Post VMworld is among us all and we all have our takeaways from the conference that we want to apply into our production environments at work. One big one from me came from the Performance Best Practices and Troubleshooting (VSP3866). This session was jam packed with all the best practices around monitoring, tuning, and troubleshooting vms and hosts with cpu, memory, storage, or networking issues.
Although a lot of information was covered in a short time, and I jotted down the many different scenarios and fixes that I wanted to apply to my own production cluster, however the biggest one that stuck out for me was something called The Resource Pool Priority-Pie Paradox. Now, this is nothing new, it's been around for quite some time. Craig Risinger has a great guest blog post on Duncan Epping's Yellow Bricks blog here dating back to February of 2010. The main point of the article states that having many vms in a production pool with high shares, and few vms in a test pool with low shares could in some scenarios end up with your production vms receiving less cpu and memory than your test vms.
Although there have been many other blog posts about this subject it was something that I have never noticed or even thought of. The main reason it has never affected our environment is that the resource pool shares will only kick in when contention occurs, and since in our environment we have the physical resources to support all of our vms, we have never had to see the shares mechanisms come into play. However, if contention ever does occur, this would become a major issue. It's best to read Duncan's post for a more in depth explanation of this, however, for my own learning, I decided to recreate this with a simple lab example.
I have created a cluster containing two resource pools (Production and Test). Production has its' shares set to High, whereas Test has its shares set to low. I've used 6 small VM's( 1 vcpu, 256 Mb Ram) for this example, laid out in a 5 to 1 ratio of Production to Test. So, if the share mechanisms were to kick in, the Production resource pool would receive 80% off the resources to split amongst its' 5 VMs (16%/vm) and the Test pool would receive 20% of the resources to split amongst only 1 VM (20%/vm). Looking at the 'Worst Case Scenario' column in the screenshots below you see that in fact, it's much better to be offered the big piece of small pie…

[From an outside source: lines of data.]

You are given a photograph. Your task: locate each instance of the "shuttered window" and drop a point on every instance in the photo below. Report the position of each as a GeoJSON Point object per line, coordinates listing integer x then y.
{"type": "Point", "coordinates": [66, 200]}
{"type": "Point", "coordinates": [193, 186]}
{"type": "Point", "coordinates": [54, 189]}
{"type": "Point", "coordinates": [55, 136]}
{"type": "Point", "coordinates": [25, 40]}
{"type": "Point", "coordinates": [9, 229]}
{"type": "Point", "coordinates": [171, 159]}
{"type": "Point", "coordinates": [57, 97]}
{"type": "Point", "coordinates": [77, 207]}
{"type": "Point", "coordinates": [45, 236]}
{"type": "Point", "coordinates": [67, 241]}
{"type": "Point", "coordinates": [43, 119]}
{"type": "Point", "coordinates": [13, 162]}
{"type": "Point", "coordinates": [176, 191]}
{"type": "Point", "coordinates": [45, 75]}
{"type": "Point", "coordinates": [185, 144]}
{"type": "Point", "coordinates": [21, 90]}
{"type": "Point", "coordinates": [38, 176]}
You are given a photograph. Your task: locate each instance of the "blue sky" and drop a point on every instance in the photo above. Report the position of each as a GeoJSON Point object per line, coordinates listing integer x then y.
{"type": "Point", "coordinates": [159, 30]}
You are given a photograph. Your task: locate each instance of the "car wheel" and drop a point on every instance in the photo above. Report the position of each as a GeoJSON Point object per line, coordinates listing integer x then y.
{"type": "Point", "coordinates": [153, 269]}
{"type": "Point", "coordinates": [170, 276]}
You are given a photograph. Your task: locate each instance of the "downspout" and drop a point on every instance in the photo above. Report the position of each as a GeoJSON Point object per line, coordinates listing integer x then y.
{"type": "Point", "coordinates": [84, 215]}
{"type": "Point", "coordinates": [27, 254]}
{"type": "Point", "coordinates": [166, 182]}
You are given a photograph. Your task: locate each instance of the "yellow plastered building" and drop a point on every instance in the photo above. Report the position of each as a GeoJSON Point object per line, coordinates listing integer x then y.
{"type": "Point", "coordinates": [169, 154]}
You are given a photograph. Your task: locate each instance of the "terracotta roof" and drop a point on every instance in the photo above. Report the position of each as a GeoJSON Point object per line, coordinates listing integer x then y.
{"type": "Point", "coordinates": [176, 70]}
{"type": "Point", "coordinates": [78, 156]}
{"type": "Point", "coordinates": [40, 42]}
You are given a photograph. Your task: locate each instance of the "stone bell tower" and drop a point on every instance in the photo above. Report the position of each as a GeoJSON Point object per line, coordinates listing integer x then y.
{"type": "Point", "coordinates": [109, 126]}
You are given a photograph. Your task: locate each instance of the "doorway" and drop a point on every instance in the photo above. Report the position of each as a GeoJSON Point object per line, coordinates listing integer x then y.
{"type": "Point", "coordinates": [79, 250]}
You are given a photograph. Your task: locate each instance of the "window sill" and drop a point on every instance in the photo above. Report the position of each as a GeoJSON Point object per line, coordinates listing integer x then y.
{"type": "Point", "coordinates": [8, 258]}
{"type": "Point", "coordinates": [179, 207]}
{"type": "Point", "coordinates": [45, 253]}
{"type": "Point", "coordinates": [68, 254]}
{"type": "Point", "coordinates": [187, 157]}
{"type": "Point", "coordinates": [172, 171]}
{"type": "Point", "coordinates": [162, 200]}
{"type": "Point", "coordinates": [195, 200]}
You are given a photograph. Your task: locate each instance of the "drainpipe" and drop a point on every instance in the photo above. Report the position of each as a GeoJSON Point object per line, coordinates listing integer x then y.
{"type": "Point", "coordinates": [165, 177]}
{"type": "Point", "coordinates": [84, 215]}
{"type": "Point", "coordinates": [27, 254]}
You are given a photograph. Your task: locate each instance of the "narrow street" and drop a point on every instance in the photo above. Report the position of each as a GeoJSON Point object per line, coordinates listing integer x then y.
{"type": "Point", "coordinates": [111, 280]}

So, what is the answer? I think I will take the easy way out and say it depends. It depends on the amount of resources in your environment, it depends on the vm's that reside in your resource pools, and it depends on the limit's, reservations, and shares setup on your resource pools. In this situation, simply setting the shares to custom and setting Production to 9500 and Test to 500 results in the following
As you can see, the Production VMs increased to 636/VM and the Test VM decreased to 169. You can set the custom shares to whatever you need to in order to get your desired end 'Worst Case Scenario'. In addition to this, you can also add some reservations and limits, however the main point to get across is that you need to do the math for your environment. Remember, 2 vCPU VMs will get twice the shares as a 1 vCPU VM, which in turn will sway the numbers even more. So, right-size your VMs, keep an eye on your 'Worst Case Scenario', and if all else fails, hook up with @DuncanYB or @FrankDenemen on twitter.